This weekend I got embroiled in a discussion with someone who insisted that government regulation caused the economic meltdown. This person is not alone in believing that regulation is always a bad thing, and can only cause harm.
At some point I realized that this was a silly debate to be having, sort of like whether or not there should be traffic laws. Promoting sensible traffic laws does not make a person “anti-traffic.” Yet somehow promoting sensible market laws is seen as being anti-market.
Good regulations and laws sustain the market, rather than thwart it. Not all regulations are good. But we should be debating what types of regulations are good and sensible, not whether regulation should exist at all.
Always one of the most eloquent proponents of re-regulation, Elizabeth Warren made another public appearance last week to explain why we need it. (Skip ahead in the video above to the last few minutes to get to the good part.)
On CNBC’s Squawk Box, she explained that the past thirty years have actually been an experiment in deregulation (if you’ve never seen the show before, you’ll quickly understand the name).
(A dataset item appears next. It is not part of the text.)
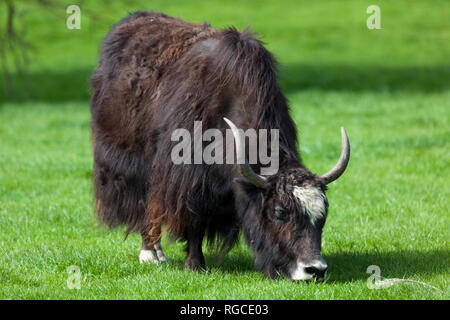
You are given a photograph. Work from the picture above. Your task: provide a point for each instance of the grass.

In the last few minutes of the video she gives a brief explanation of our country’s economic history, and why effective regulation is crucial. She laid out the same picture on the Daily Show and in the video introduction to the a special COP report.
In fact deregulation proceeded by several means in the past thirty years or so. First, new products and entities emerged which escaped regulation altogether; secondly, many old banking regulations were eroded or preempted; and lastly, regulations that remained were not enforced (like fair lending laws).
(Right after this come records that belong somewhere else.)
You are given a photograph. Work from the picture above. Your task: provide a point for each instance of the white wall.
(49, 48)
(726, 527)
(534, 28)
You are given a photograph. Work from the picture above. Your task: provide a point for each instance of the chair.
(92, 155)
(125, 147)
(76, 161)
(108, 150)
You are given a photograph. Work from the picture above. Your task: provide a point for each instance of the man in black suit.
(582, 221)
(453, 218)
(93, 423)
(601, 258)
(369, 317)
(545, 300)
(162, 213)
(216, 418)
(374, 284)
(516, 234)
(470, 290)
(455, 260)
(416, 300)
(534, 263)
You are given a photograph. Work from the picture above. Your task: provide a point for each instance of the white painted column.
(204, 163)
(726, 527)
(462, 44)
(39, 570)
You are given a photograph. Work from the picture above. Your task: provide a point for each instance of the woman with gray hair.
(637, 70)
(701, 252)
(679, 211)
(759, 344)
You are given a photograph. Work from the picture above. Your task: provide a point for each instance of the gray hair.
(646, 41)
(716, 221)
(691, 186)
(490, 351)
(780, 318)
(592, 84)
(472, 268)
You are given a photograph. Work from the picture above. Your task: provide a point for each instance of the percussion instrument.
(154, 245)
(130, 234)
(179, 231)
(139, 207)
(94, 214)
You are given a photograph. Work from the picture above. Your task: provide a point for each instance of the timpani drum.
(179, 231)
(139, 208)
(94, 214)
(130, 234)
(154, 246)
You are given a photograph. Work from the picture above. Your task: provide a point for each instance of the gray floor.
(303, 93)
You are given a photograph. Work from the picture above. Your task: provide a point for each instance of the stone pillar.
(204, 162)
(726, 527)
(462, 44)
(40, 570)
Warren is clear that unfortunately, we can’t just reinstate the regulations that created the 50-year period of stability she speaks of (roughly between the Great Depression and the S&L crisis of the late ’80s). Our brave new world requires new, fresh thinking to make the markets function for all Americans.
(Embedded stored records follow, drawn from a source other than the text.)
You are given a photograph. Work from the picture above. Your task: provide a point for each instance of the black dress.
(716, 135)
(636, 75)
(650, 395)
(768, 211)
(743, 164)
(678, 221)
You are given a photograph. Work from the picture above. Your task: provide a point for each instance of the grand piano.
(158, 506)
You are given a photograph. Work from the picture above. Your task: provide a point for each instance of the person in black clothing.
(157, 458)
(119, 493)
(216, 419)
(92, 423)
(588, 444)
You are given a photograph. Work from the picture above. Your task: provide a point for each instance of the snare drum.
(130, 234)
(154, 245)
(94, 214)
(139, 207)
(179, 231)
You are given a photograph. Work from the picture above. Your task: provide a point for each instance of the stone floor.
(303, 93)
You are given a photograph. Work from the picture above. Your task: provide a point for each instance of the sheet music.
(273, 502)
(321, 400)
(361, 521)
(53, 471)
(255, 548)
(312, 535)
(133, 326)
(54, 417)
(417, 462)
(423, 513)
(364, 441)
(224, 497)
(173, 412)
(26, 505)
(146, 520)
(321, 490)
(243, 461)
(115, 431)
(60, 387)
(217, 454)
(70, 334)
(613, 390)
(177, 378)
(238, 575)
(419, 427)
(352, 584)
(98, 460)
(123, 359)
Rep. Barney Frank said something similar in a speech at the Consumer Federation of America conference in December 2008. He claimed that in the FDR era, the main need was to regulate the stock market – so they created the SEC. Now, he thinks the main need is to regulate the securitization process. Frank described subprime mortgages as bullets, and the securitization process as guns which spread the bullets far and wide throughout the economy. In fact, without the securitization process and a Wall Street voraciously hungry for subprime loans, there never would have been so many issued in the first place.
This brings me back to the discussion I had about whether or not regulation can be a good thing. People seem to think, for some reason, that the government forced lenders to make subprime loans. Indeed, that would have been a stupid policy. But the thing is that it never happened. The reason there were so many subprime loans is that Wall Street just couldn’t get enough of them. And, the government turned a blind eye to the loans’ origination and the whole securitization process, until it was far too late.